The mayor said that he hopes to get buy-in from councilmembers to allow city staff to begin a more formal exploration of the concept. And though he mentioned only Musk’s company by name, he said this was a chance for the city to entertain ideas from a range of firms developing new transportation technology, including autonomous vehicles.
“This is an opportunity for us to move forward with an exploration of some of those other technologies and really offer companies throughout the globe a chance to show off what they can do in the heart of Silicon Valley,” Liccardo said.
The mayor added that one of the city’s aims in opening discussions with The Boring Company is to assess whether the technology the firm is promoting “is real or not.”
The company is “still in what you might call experimental stages,” Liccardo said. “They don’t yet have a transit system. They’re merely boring tunnels. I know they have one (in Southern California) which is promising, but by no means does that a transit system make.”

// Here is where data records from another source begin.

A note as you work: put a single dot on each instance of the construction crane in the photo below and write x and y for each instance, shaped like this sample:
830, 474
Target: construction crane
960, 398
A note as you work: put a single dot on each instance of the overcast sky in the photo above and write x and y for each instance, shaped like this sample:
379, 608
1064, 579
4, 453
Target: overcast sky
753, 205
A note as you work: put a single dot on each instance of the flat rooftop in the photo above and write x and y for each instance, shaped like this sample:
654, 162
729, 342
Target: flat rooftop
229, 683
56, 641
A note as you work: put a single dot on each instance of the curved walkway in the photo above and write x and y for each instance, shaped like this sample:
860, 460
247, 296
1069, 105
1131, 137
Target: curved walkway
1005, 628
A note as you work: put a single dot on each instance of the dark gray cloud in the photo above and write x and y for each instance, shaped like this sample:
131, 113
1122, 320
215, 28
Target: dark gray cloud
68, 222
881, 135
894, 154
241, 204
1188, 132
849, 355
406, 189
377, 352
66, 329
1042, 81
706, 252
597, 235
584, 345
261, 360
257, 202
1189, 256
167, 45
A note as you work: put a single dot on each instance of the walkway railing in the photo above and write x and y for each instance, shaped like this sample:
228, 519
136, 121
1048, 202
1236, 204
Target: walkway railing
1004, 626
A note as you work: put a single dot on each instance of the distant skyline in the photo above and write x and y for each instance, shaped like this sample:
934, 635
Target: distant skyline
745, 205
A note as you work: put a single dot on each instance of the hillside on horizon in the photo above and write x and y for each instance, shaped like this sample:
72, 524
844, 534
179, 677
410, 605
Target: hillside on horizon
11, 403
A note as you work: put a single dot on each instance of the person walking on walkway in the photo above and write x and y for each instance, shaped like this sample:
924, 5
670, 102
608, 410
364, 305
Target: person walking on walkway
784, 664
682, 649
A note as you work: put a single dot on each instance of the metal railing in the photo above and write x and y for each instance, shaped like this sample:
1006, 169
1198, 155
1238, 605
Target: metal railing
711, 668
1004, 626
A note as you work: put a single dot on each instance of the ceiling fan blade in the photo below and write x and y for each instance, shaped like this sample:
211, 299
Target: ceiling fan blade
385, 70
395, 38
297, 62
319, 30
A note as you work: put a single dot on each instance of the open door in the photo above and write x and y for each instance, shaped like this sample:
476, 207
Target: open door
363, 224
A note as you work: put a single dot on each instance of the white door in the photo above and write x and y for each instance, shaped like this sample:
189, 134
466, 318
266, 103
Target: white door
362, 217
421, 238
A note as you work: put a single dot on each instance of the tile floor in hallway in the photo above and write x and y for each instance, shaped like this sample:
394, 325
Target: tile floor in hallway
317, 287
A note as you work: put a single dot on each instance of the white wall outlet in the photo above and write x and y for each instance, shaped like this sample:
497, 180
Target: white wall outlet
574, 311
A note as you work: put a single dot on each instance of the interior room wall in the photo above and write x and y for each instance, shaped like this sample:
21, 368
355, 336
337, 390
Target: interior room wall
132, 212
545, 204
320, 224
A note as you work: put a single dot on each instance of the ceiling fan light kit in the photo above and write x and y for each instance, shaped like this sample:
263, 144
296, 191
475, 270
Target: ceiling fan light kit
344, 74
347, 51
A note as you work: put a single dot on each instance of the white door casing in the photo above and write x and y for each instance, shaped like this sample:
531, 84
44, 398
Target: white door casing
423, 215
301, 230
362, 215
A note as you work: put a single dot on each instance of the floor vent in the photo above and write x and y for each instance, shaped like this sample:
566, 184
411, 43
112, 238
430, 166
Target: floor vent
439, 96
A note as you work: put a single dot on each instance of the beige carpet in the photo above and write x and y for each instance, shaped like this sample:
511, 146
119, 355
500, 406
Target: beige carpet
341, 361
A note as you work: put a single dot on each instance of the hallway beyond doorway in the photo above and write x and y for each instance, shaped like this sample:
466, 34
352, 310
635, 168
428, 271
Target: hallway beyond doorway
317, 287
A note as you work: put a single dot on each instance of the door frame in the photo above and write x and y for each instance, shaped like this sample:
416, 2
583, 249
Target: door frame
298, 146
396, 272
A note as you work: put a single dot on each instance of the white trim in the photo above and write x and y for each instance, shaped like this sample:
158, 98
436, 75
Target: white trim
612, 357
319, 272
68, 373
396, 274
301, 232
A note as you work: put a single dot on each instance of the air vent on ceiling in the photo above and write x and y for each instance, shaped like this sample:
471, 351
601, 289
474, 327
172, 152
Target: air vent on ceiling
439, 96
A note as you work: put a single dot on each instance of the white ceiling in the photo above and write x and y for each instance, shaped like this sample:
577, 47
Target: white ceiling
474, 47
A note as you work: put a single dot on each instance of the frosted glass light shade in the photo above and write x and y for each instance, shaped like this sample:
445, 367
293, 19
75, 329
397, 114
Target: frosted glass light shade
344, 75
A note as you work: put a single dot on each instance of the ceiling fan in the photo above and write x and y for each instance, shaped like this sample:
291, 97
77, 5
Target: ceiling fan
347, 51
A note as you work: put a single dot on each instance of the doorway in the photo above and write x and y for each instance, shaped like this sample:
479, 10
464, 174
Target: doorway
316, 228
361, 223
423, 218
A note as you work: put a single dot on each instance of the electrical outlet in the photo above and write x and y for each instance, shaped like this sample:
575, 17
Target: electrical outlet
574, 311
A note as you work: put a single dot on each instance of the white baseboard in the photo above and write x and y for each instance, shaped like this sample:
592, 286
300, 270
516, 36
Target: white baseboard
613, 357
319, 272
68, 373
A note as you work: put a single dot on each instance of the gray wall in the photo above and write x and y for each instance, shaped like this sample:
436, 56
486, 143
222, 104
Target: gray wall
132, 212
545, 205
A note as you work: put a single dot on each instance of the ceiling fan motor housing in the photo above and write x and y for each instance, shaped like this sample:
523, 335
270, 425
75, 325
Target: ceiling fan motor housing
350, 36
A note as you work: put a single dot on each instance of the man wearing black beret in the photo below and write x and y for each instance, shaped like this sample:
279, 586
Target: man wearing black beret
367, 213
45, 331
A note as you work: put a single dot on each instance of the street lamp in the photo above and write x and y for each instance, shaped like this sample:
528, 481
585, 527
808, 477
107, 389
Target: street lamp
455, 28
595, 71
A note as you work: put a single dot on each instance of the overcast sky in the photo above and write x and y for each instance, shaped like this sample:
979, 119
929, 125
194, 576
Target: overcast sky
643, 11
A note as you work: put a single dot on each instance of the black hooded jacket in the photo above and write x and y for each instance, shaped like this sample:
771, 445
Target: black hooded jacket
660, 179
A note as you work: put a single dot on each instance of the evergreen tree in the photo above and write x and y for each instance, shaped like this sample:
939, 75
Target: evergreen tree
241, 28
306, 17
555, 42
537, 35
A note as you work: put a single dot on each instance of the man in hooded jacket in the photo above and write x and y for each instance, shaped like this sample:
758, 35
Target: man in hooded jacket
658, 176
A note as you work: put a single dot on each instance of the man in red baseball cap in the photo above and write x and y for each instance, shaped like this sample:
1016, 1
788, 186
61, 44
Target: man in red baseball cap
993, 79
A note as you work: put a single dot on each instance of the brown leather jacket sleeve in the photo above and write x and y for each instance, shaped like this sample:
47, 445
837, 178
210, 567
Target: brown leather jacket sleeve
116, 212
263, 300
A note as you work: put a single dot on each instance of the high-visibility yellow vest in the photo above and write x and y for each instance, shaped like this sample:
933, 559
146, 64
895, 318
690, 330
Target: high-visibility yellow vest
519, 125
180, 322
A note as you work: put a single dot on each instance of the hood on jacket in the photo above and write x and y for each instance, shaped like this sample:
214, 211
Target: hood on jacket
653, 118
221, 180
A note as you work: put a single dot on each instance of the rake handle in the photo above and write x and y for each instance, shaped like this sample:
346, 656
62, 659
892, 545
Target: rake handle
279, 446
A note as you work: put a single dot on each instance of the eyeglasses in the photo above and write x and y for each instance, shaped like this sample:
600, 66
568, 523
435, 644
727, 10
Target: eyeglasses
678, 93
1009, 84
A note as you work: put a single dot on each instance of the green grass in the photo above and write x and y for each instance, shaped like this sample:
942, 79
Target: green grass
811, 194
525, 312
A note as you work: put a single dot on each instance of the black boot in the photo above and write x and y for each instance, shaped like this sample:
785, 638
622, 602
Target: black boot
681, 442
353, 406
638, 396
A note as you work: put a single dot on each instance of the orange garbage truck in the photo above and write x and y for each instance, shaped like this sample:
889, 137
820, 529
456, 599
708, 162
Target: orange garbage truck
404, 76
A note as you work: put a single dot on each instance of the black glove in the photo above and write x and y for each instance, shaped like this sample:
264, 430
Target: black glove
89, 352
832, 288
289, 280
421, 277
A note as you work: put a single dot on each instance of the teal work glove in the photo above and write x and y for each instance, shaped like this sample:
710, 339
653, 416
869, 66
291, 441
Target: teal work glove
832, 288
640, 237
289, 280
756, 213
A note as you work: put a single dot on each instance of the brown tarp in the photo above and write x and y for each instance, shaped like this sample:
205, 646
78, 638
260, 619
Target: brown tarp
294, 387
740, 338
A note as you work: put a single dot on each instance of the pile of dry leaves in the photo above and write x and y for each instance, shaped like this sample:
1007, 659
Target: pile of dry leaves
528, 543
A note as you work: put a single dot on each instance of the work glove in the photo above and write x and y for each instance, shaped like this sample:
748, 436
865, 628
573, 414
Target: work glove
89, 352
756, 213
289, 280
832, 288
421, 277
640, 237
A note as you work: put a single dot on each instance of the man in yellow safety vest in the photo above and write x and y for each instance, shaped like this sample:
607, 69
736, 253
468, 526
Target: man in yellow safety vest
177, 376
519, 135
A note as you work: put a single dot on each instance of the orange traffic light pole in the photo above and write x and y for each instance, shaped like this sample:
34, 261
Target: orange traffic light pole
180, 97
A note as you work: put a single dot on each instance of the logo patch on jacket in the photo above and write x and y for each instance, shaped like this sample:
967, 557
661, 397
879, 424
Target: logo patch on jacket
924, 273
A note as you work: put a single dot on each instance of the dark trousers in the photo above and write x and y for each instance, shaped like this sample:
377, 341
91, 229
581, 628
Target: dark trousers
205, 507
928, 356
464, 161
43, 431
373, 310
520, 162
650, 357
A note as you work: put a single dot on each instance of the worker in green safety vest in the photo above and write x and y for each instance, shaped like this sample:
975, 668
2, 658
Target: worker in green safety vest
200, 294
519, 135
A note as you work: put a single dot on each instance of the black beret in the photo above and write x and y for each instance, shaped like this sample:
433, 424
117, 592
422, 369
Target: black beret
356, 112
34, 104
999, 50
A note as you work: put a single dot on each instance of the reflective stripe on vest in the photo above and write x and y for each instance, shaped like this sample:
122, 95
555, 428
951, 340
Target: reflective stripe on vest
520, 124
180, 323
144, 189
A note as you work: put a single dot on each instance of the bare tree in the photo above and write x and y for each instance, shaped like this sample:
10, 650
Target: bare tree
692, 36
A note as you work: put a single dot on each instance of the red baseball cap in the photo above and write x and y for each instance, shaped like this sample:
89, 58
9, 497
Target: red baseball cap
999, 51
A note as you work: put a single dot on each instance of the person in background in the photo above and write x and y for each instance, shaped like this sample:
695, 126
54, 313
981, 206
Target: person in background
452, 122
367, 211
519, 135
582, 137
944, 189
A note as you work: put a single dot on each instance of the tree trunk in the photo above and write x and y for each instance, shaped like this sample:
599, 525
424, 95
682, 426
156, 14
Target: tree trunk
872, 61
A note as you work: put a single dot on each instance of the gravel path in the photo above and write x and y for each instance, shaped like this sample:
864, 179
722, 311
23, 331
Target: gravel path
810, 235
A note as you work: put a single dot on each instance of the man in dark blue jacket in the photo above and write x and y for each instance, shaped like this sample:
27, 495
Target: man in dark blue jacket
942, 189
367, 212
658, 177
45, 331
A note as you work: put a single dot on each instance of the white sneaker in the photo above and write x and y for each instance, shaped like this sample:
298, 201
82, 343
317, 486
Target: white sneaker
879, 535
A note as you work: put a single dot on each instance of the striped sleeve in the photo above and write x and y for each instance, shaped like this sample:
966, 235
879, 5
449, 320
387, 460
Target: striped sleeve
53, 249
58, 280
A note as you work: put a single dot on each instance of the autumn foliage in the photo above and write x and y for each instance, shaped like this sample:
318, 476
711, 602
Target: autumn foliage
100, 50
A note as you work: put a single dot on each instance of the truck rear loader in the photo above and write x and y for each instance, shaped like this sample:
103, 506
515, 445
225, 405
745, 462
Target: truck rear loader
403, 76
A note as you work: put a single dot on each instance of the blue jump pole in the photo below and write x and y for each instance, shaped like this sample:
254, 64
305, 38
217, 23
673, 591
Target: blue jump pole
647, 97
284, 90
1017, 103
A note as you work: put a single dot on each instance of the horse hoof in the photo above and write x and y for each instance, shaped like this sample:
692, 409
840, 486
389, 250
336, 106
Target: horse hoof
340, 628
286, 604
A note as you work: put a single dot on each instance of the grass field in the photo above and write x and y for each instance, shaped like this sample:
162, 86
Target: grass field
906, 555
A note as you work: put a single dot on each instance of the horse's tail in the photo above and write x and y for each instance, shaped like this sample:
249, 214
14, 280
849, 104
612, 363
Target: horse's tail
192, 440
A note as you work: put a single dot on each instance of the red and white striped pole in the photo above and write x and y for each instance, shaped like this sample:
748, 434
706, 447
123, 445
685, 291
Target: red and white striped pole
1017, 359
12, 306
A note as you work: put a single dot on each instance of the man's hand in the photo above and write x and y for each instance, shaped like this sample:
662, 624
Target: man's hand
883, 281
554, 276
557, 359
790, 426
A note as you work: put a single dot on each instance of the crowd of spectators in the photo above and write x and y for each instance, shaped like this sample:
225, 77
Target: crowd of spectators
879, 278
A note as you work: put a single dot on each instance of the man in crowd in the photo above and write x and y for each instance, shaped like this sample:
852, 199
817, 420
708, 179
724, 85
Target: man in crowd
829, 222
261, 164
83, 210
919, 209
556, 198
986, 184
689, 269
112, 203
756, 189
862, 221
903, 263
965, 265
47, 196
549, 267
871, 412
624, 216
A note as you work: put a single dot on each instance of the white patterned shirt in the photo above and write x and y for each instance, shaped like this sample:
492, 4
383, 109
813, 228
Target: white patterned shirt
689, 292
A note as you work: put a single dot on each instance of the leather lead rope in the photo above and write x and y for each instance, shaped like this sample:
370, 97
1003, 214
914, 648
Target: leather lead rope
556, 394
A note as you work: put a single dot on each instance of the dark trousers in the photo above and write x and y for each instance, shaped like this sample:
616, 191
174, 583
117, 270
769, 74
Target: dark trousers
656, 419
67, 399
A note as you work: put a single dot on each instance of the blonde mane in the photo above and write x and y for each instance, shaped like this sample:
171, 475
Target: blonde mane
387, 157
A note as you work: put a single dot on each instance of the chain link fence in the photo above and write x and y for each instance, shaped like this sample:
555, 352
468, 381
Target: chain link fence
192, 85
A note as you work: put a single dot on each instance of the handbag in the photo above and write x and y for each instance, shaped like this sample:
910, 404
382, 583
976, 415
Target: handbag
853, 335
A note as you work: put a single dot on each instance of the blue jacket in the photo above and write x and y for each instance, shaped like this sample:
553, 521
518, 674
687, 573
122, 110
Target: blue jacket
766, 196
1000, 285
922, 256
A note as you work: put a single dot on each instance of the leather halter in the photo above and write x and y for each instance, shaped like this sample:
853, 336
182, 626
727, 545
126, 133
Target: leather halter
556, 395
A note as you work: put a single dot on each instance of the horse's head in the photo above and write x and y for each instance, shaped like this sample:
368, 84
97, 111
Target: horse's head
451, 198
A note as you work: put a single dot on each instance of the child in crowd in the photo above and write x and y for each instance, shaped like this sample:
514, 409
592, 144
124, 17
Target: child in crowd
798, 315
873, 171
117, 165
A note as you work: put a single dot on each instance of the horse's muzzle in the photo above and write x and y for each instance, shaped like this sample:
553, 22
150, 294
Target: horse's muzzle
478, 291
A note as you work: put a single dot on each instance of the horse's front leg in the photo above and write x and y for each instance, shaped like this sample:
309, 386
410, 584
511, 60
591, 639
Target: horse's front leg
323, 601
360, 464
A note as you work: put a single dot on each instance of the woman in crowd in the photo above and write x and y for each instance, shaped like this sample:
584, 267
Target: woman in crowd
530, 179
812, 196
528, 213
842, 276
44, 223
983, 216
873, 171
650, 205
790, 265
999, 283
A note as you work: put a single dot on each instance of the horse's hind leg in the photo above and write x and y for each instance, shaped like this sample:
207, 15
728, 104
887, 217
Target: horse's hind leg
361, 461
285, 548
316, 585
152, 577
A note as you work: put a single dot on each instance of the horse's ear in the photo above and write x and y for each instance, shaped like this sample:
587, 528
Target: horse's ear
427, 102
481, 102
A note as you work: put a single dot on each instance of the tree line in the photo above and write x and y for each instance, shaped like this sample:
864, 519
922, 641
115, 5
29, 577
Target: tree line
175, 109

Musk and The Boring Company have touted their tunnel construction approach as much faster and much less expensive than conventional tunnels.
But as Liccardo suggested, the biggest question surrounding that vision is whether the The Boring Company — a project Musk said he dreamed up because he was fed up with L.A. traffic — can deliver.
The company has promised to dramatically speed up the construction of tunnels and cut their expense — using industry-standard technology, they can cost $1 billion a mile or more — by both developing new technology and adopting a new approach to the tunneling challenge.
The company’s proposed tunnels — like its 1.4-mile test bore in the Los Angeles suburb of Hawthorne — are less than half the diameter of a “standard” 28-foot tunnel. That in itself could dramatically reduce tunneling costs.
The firm is also devising more powerful, electrically driven tunneling machines that speed up construction by simultaneously boring ahead and building tunnel walls.
Once tunnels are completed and ready for use, the company envisions a system its calling “Loop.” It would employ electric vehicles called skates to carry either individual cars — Teslas, of course — or pods that could carry eight to 16 people. The company envisions skates that would be lowered from street level, then traveling through tunnels at up to 150 mph before rising back to the street at the end of the line.
Loop systems have been proposed for Los Angeles, Chicago and the Washington, D.C. area.
But how close are they to arriving in any of those places, let alone downtown San Jose?
On one level, the company practically vows to alter the fabric of reality with its futuristic vision of ending, or at least escaping, surface traffic gridlock.
On the other hand, all it really has to show the public so far is a 40 mph ride in a Tesla Model X through a bumpy test tunnel tricked out with garish (i.e., futuristic) lighting.
Of course, seeing is believing. The company’s currently planned Los Angeles Loop project involves a short run from a stop on the L.A. Metro’s Red Line to Dodger Stadium (the exact alignment hasn’t been decided yet).
An official with the Dodgers said last summer the new system, dubbed the Dugout Loop, would be ready “in time for the 2020 season.”
San Jose, with its increasing congestion, will be watching.
“Certainly our city isn’t going to get any less crowded, and God’s not creating any more land,” Liccardo said Tuesday. “So it is likely that if there’s going to be a viable (downtown-airport) connection, it’s going to be underground.”